Vela and Nicky, pictured in the title image of this article, pawned their wedding bands mere days after their wedding.
Gold is a for survival, not for decoration, in the Romani world. Its beauty is a bonus.
Next to gold, come sound systems. An average sound system that gets purchased in our tribe costs anywhere between 2,000 and 3,000 BGN. On an emotional level, a sound system is more valuable than gold. Nicky and Vela, for example, had to pawn their sound system several times - as soon as they come into money, they got it back, until they had to pawn it again. The sound system did several rounds in the pawn show while their wedding bands collected dust. Music, for the Roma, comes even before food. “A Roma would rather have a sound system than a bed to sleep on,” Pepi says.
But when it has to, it goes to the pawn shop.
Tzvetan and his father had a sound system in the pawn shop and when Tzvetan found himself with enough cash, his first instinct was to take the sound system. They would play it every day - until the money has to be distributed between bills, food, and loan sharks, at which point it goes back “in jail” (as the pawnshop is called by the Roma.)
And then we have phones.
“How come they say they’re living in poverty,” you’ll hear an outsider say, “and yet have a smartphone with Internet and everything?”

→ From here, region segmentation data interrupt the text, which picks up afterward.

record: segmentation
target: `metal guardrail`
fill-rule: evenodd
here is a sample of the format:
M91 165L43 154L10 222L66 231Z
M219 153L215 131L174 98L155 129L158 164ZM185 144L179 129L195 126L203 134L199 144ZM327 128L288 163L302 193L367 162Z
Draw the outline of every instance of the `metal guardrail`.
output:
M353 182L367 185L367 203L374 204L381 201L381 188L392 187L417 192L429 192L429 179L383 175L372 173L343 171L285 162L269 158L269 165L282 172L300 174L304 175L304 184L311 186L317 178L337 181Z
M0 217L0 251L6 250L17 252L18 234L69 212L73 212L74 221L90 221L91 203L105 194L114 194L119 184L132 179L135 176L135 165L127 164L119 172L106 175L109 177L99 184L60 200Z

It’s easy. The phone is actually the easiest thing to pawn off and the cheapest valuable to buy back. A very, very quick 100 BGN. Phones fly in and out of pawn shops like crazy. Very often, one person from the tribe picks a phone from the pawnshop, opens it and finds the photo gallery full with family pictures of a cousin or aunt. Every phone in the tribe used to belong to a relative.
The thing that outsiders don’t understand about any of these valuables - neither the gold, nor the expensive sound system, nor smart phone - is how easily the Roma let go.
It’s never a purchase. It’s never permanent.
It’s only a very pleasurable way to tie up money - until you figure out how best to spend it.